Half-life: Unmodified peptides are cleared rapidly by proteases and renal filtration. Chemical strategies (PEGylation, fatty acid conjugation, cyclization, D-amino acid substitution) have substantially extended half-lives for many approved drugs but add development complexity.
Manufacturing cost: At scale, peptide synthesis remains more expensive per gram than small molecule synthesis, particularly for longer sequences requiring protecting group chemistry.
Current FDA Pipeline: Key Categories
GLP-1 and Incretin Axis
The GLP-1 class is the most active area of peptide clinical development. Beyond approved semaglutide and tirzepatide, multiple candidates are in Phase 2/3:
- Retatrutide (LY3437943): Triple GLP-1/GIP/glucagon agonist, Phase 3 (SURMOUNT program). Phase 2 data (Jastreboff et al., NEJM, 2023) showed 24.2% weight loss at 48 weeks
- Orforglipron: Non-peptide GLP-1 agonist (oral small molecule) in Phase 3; not technically a peptide but competing in the same indication
- Cagrilintide: Amylin analogue in Phase 3 combination with semaglutide (CagriSema)
- Mazdutide: GLP-1/glucagon dual agonist in Phase 3 (China-based trial)
Cardiovascular and Renal
- Rilvegostomig: Not a peptide, but the CV peptide space includes several natriuretic peptide analogues in Phase 2
- Elamipretide (SS-31): Mitochondria-targeting peptide in Phase 2/3 for heart failure (MMPOWER-HF; primary endpoint not met but secondary endpoints positive)
Oncology
- Peptide-drug conjugates (PDCs) represent a fast-growing oncology category, attaching cytotoxic payloads to tumor-targeting peptides. Several PDCs are in Phase 2 for solid tumors
Dermatology and Rare Disease
- Afamelanotide (already approved) continues in Phase 3 expansion studies for vitiligo and other photodermatoses
- Setmelanotide: MC4R agonist approved for rare genetic obesity syndromes, under investigation for broader applications
Regulatory Pathways for Peptide Drugs
Standard NDA/BLA Review
Most synthetic peptides below ~40 amino acids qualify as small-molecule New Drug Applications (NDAs) rather than Biologics License Applications (BLAs). This distinction matters for development cost, generics pathway (Hatch-Waxman vs BPCIA), and interchangeability rules.

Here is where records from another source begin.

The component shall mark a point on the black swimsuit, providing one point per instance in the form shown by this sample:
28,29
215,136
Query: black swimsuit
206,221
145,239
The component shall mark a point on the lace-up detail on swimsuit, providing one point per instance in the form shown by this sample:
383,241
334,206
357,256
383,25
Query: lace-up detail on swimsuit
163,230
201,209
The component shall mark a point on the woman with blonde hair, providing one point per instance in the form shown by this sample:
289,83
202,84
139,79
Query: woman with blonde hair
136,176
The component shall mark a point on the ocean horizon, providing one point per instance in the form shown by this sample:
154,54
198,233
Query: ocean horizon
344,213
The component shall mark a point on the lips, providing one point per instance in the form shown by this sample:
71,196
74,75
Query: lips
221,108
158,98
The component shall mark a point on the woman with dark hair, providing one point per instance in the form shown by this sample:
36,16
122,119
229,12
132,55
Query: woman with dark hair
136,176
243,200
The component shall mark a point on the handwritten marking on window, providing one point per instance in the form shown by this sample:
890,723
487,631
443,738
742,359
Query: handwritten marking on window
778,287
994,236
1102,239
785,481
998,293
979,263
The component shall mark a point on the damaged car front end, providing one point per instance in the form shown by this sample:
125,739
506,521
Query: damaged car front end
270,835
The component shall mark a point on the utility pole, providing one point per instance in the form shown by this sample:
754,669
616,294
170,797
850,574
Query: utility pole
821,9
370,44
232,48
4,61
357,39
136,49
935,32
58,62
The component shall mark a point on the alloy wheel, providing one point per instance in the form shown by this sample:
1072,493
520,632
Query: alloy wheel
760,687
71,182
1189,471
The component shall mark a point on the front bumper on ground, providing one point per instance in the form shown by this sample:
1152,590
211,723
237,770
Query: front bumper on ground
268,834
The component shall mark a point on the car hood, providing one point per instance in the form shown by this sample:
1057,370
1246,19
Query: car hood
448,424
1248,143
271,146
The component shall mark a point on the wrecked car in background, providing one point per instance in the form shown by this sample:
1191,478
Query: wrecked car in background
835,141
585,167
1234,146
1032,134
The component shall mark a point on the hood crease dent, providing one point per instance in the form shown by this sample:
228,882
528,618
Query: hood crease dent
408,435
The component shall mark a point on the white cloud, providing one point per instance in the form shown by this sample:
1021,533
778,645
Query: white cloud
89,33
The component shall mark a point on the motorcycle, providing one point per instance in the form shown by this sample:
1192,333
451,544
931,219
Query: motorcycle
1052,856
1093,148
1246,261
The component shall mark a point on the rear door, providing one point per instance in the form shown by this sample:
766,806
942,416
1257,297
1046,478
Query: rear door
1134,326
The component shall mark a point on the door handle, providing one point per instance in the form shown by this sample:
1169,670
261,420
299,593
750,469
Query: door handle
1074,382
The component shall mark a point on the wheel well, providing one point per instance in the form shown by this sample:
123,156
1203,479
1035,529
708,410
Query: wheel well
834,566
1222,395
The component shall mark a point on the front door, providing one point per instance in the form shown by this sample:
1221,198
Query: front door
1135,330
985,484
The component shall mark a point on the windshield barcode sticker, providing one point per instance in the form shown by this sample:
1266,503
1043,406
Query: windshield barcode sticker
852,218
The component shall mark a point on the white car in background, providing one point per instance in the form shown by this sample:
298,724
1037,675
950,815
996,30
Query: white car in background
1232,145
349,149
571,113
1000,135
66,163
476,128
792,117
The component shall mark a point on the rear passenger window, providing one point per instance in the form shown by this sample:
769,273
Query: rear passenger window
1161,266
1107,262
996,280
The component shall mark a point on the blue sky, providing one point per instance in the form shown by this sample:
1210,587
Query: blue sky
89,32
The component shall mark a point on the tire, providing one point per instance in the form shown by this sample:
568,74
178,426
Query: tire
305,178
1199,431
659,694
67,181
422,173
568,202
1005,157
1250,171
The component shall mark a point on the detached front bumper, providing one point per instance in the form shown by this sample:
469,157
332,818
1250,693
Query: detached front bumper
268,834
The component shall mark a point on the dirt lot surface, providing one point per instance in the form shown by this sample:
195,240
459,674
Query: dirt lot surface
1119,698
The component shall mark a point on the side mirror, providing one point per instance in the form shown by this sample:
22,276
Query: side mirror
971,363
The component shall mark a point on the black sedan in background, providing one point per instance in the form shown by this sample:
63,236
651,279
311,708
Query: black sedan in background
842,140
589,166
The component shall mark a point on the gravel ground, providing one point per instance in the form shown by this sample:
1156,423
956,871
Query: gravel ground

Breakthrough Therapy and Fast Track
The GLP-1 class has benefited from Breakthrough Therapy Designation, accelerating FDA review timelines for compounds with transformative early-phase data. Compounds addressing rare or life-threatening conditions with no adequate alternatives may qualify for:
- Orphan Drug Designation: 7 years of market exclusivity post-approval
- Fast Track Designation: Rolling review and more frequent FDA interaction
- Breakthrough Therapy Designation: Intensive FDA guidance throughout development
Typical Development Timeline
From initial synthesis to approval, peptide therapeutics average 10–15 years and $1–2 billion in development costs. Phase 3 failure rates for peptide drugs are approximately 40–50%, consistent with broader pharmaceutical development rates.
Research-to-Approval: The Gap for Investigated Compounds
Many compounds actively studied in research contexts — including BPC-157, TB-500, GHK-Cu, Epitalon, and others in this library — remain in preclinical or very early Phase 1 stages, if they have entered formal clinical development at all. The gap between preclinical promise and clinical approval is substantial, and most compounds do not complete the journey.
This does not diminish their value as research tools for understanding basic biology, but it is important context for interpreting preclinical literature. See the compound library for evidence tier ratings on individual compounds.
All content is for research reference purposes only. Not intended as medical advice or to guide human use.